Steinhardt v. Howard-Anderson: Court of Chancery Sanctions Representative Plaintiffs for Improper Trading Practices
March 2, 2012
Publication| Corporate Transactions| Corporate & Chancery Litigation
In Steinhardt v. Howard-Anderson, C.A. No. 5878-VCL (Del. Ch. Jan. 6, 2012), the Court of Chancery imposed sanctions on representative plaintiffs for improper trading by plaintiff-fiduciaries. Michael Steinhardt and two funds managed by him filed suit as representative plaintiffs on behalf of stockholders of Occam Networks, Inc. (“Occam”) challenging the acquisition of Occam by Calix, Inc. (“Calix”). Steinhardt short-sold shares of Calix stock after the Court entered a confidentiality order restricting trading on the basis of confidential information obtained in the lawsuit and after Steinhardt had received information about the lawsuit from another representative plaintiff. The Court sanctioned Steinhardt and the funds by (i) dismissing them from the case with prejudice, (ii) barring them from recovering anything from the litigation, (iii) requiring them to self-report to the SEC, (iv) directing them to disclose the Court’s opinion in any future application to serve as lead plaintiff, and (v) ordering disgorgement of profits in the amount of $534,071.45.
Steinhardt and other representative plaintiffs filed suit on October 6, 2010, alleging that Occam directors breached their fiduciary duties in approving the merger at an unfair price. The merger agreement provided that Occam would merge with an acquisition subsidiary of Calix, with Occam stockholders receiving $3.8337 in cash and 0.2925 shares of Calix stock for each share of Occam common stock. On November 12, 2010, the Court entered a confidentiality order, which explicitly prohibited persons receiving confidential discovery information from trading in securities of Calix or Occam on the basis of such information, and document production began on December 1, 2010. Another representative plaintiff, Herbert Chen, worked out of Steinhardt’s offices. Chen had pre-merger holdings of Occam stock amounting to approximately 20 to 25% of his net worth and was deeply involved in the case. Although Steinhardt was not as deeply involved in the prosecution of the action, Chen provided Steinhardt with regular updates concerning the litigation. Despite the confidentiality order, Steinhardt began short-selling Calix common stock on December 28, 2010.

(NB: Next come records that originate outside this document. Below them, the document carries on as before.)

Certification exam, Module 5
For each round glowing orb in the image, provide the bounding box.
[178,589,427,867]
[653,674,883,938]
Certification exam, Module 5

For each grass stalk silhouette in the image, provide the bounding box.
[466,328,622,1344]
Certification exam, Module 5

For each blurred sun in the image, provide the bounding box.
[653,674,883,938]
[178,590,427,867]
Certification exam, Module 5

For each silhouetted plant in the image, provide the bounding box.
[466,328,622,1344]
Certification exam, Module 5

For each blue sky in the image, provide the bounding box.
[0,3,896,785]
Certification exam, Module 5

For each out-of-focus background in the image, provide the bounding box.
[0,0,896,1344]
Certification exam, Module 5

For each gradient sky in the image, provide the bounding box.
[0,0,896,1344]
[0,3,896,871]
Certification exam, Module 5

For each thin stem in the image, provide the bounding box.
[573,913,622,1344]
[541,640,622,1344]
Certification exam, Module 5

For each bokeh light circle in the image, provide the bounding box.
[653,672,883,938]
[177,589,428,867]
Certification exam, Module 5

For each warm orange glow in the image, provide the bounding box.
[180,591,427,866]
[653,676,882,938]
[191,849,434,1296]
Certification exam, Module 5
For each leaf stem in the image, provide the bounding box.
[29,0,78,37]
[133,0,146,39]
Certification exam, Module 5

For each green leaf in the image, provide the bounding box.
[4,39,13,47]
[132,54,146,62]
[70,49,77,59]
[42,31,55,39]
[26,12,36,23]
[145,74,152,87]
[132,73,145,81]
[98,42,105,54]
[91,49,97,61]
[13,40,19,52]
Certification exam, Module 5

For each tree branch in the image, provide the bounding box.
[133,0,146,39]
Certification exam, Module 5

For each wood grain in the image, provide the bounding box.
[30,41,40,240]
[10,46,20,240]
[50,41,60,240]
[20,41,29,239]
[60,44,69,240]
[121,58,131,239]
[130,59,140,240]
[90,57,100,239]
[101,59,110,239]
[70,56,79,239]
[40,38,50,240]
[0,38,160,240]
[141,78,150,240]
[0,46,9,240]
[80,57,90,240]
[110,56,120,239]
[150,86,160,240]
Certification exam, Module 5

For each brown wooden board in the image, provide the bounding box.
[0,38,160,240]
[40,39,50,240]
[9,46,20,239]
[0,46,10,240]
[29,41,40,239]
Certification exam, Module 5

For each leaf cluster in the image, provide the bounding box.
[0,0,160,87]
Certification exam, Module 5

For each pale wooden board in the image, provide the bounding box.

The Court explained that, when a stockholder files a representative action, the plaintiff voluntarily assumes the role of fiduciary for the putative class and that it is unacceptable for a plaintiff-fiduciary to trade on the basis of nonpublic information obtained in the litigation, as such trading undermines the integrity of the representative litigation process. According to the Court, the fact that a representative plaintiff does not have direct access to confidential information produced in discovery is not determinative. While Steinhardt did not speak directly with plaintiffs’ counsel until two days before his deposition in May 2011 and did not have direct access to discovery, Steinhardt nevertheless received regular written and oral updates about the litigation from Chen, whose insights in turn were based on discussions with counsel and the discovery record. The Court therefore held that by trading after receiving information from Chen, which was derived from confidential discovery material, Steinhardt and the funds breached their fiduciary obligations as representative plaintiffs and violated the confidentiality order.
The defendants also sought sanctions against Chen. Chen sold Occam shares between October 29 and November 2, 2010, but the Court did not find these trades improper because the defendants had not yet produced nonpublic information and the Court had not yet entered the confidentiality order. Chen also sold Occam shares on January 25, 2011, but the Court found that trade to have been inadvertent. Additionally, Chen’s January 25 trade came a day after the Court’s preliminary injunction ruling, which, according to the Court, eliminated the principal benefit Chen obtained from the confidential information by making it reasonably clear to the public that the merger was highly likely to close after the issuance of supplemental disclosures. The Court also found Chen to be a highly motivated and effective representative plaintiff and stated that Chen’s removal would harm the class. The Court accordingly declined to impose sanctions on Chen.